[英]How do I keep track of pip-installed packages in an Anaconda (Conda) environment?
I've installed and have been using the Anaconda Python distribution, and I have started using the Anaconda (Conda) environment. 我已经安装并一直在使用Anaconda Python发行版,我已经开始使用Anaconda(Conda)环境了。 I can use the standard conda install...
command to put packages from the distribution into my environments, but to use anything outside (ie Flask-WTF, flask-sqlalchemy, and alembic) I need to use pip install
in the active environment. 我可以使用标准的conda install...

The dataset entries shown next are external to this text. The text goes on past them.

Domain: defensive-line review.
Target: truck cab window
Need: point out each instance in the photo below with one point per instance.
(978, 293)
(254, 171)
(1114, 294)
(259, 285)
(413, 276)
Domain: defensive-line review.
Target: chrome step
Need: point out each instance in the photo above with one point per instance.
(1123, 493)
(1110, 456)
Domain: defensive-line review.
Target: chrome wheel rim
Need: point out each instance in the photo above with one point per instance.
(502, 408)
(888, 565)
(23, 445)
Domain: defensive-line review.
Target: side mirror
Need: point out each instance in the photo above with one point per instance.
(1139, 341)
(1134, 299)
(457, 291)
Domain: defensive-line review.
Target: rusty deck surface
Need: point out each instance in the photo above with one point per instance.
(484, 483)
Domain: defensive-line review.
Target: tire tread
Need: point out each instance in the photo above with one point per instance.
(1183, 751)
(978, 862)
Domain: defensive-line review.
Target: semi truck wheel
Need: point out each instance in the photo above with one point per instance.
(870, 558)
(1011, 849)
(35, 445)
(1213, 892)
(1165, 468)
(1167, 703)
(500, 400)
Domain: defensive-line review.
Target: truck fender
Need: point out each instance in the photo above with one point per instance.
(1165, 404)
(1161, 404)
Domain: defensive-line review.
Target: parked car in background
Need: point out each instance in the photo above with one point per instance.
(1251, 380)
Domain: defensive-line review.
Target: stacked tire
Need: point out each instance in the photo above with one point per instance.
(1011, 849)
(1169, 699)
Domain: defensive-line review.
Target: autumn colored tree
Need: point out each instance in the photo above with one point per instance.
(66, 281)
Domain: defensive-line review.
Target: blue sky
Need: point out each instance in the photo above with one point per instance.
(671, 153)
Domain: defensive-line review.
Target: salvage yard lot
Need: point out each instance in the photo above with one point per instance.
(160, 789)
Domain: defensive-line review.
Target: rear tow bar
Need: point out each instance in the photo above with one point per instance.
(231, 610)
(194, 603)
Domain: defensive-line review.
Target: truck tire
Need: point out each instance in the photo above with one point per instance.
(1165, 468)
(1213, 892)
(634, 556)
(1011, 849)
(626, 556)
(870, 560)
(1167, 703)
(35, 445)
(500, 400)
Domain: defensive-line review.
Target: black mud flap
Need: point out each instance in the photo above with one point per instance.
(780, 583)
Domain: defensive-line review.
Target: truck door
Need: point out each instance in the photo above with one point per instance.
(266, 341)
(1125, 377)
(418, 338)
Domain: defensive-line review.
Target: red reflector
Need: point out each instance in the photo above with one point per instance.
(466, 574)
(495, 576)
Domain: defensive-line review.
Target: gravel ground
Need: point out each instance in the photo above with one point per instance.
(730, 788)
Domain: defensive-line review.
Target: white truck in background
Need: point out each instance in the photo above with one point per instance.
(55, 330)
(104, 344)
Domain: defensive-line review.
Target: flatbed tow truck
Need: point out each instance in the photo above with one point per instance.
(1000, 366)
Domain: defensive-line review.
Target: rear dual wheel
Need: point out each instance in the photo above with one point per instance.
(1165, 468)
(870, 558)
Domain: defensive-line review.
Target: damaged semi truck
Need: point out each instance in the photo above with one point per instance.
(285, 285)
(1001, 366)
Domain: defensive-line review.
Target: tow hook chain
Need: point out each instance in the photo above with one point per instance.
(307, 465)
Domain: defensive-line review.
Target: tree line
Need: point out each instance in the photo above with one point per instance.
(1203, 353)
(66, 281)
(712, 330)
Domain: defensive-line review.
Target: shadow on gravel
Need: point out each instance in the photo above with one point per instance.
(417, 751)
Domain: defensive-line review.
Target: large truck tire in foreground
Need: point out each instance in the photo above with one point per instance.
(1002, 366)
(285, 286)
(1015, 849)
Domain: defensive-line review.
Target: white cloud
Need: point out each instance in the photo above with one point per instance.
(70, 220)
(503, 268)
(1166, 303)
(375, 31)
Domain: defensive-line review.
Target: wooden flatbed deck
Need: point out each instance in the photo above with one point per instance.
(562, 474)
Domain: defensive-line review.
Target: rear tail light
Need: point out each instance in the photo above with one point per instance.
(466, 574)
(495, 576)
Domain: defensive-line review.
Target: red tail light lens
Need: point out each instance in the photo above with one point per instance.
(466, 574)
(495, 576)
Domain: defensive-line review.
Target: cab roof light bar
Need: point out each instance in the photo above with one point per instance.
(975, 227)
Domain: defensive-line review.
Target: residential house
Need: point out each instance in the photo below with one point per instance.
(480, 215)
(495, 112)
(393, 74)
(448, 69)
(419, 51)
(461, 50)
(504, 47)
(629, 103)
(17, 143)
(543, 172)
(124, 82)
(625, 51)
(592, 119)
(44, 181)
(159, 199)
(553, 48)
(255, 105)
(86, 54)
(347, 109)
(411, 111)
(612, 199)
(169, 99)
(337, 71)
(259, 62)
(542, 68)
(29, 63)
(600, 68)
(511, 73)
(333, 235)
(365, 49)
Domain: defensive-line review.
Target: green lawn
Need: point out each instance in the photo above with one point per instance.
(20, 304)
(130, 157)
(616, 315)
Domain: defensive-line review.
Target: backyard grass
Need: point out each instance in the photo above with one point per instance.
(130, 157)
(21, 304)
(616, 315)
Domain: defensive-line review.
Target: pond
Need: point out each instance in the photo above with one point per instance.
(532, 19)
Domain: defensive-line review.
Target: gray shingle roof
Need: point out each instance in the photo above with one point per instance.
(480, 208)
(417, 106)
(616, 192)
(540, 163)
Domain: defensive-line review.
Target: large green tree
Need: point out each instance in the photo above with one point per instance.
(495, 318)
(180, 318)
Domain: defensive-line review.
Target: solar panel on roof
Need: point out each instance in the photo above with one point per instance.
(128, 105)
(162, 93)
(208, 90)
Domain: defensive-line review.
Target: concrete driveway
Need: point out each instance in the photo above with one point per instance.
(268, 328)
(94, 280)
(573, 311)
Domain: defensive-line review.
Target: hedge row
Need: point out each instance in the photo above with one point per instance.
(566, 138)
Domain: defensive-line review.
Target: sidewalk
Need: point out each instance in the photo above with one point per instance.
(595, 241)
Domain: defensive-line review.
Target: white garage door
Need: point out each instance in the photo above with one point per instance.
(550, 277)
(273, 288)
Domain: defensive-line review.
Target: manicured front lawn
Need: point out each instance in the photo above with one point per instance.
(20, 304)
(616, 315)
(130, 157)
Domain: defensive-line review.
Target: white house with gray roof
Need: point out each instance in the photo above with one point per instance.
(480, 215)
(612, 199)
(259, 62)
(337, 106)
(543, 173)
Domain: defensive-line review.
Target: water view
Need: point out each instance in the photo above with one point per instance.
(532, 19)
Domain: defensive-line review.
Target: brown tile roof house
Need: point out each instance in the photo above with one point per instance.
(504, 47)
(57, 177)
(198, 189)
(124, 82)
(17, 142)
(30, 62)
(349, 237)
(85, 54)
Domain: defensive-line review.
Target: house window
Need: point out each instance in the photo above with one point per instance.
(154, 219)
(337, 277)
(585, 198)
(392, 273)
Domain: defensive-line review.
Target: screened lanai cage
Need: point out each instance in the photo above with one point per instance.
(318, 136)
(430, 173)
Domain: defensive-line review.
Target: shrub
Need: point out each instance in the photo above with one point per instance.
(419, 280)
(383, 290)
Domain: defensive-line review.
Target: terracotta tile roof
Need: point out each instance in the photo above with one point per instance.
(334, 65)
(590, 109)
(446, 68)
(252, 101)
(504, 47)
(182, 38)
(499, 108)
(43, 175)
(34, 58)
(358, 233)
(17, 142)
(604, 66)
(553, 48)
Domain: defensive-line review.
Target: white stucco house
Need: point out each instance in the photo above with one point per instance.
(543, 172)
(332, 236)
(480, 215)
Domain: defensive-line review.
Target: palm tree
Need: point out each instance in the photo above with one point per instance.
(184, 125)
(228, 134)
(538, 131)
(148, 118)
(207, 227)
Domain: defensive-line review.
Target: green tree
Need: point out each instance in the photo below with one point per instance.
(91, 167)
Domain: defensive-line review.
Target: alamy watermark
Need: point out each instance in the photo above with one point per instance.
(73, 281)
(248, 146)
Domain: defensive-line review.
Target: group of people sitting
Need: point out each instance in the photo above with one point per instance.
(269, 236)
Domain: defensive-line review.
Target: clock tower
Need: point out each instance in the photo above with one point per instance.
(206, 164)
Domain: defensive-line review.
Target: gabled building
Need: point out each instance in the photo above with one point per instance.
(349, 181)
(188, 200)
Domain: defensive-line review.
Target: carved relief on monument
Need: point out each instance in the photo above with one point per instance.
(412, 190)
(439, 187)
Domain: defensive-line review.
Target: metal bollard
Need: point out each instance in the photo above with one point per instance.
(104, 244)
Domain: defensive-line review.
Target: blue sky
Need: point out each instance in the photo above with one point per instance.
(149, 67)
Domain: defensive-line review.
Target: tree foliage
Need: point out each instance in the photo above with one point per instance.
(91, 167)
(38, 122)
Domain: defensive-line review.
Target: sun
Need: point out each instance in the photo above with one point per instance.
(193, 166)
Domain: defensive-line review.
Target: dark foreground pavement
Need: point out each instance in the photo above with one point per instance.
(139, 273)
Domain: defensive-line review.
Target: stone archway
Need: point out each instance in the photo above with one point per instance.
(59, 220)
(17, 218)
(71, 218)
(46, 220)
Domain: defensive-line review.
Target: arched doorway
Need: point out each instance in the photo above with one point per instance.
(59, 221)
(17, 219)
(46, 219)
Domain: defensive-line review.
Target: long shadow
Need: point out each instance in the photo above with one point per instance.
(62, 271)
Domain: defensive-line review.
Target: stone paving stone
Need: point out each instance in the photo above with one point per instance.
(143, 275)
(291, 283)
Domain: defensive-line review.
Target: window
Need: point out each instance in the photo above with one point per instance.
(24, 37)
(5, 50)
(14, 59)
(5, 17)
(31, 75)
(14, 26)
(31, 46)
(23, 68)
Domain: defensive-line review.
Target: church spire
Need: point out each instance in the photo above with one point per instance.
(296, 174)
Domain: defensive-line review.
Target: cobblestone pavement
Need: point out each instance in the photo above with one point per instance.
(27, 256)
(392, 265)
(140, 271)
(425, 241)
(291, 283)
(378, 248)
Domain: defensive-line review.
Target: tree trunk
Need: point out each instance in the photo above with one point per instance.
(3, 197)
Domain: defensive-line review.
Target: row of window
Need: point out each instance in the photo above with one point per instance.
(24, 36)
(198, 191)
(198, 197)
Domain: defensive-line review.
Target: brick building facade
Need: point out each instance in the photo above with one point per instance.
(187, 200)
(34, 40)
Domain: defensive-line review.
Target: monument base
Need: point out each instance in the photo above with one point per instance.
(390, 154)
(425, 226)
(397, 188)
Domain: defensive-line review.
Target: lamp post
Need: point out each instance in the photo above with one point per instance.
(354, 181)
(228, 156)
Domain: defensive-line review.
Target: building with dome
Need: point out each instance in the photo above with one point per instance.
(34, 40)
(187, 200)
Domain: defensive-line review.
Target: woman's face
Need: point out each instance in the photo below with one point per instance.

命令将包从分发包放到我的环境中,但是要使用外面的任何东西(例如Flask-WTF,flask-sqlalchemy和alembic),我需要在活动环境中使用pip install
。 However, when I look at the contents of the environment, either in the directory, or using conda list
these pip install
ed packages don't show up. 但是,当我查看环境的内容时,无论是在目录中还是使用conda list
这些pip install
ed包都不会显示出来。
Using pip freeze
and pip list
just lists every package I've ever installed. 使用pip freeze
和pip list
只列出我曾经安装的每个包。
Is there a way to keep track of what is in each of my Anaconda env
s (both pip
and conda
installed)? 有没有一种方法来跟踪什么是在我的每一个蟒蛇env
S(均由pip
和conda
安装)?
conda-env now does this automatically (if pip was installed with conda). conda-env现在自动执行此操作(如果pip与conda一起安装)。
You can see how this works by using the export tool used for migrating an environment: 您可以使用用于迁移环境的导出工具来查看其工作原理:
conda env export -n <env-name> > environment.yml
The file will list both conda packages and pip packages: 该文件将列出conda包和pip包:
name: stats
channels:
- javascript
dependencies:
- python=3.4
- bokeh=0.9.2
- numpy=1.9.*
- nodejs=0.10.*
- flask
- pip:
- Flask-Testing
If you're looking to follow through with exporting the environment, move environment.yml
to the new host machine and run: 如果您希望继续导出环境,请将environment.yml
移动到新主机并运行:
conda env create -f path/to/environment.yml
conda
will only keep track of the packages it installed. conda
只会跟踪它安装的软件包。 And pip
will give you the packages that were either installed using the pip
installer itself or they used setuptools
in their setup.py
so conda build generated the egg information. 并且pip
将为您提供使用pip
安装程序本身安装的软件包,或者他们在setup.py
使用setuptools
,因此conda build生成了egg信息。 So you have basically three options. 所以你基本上有三种选择。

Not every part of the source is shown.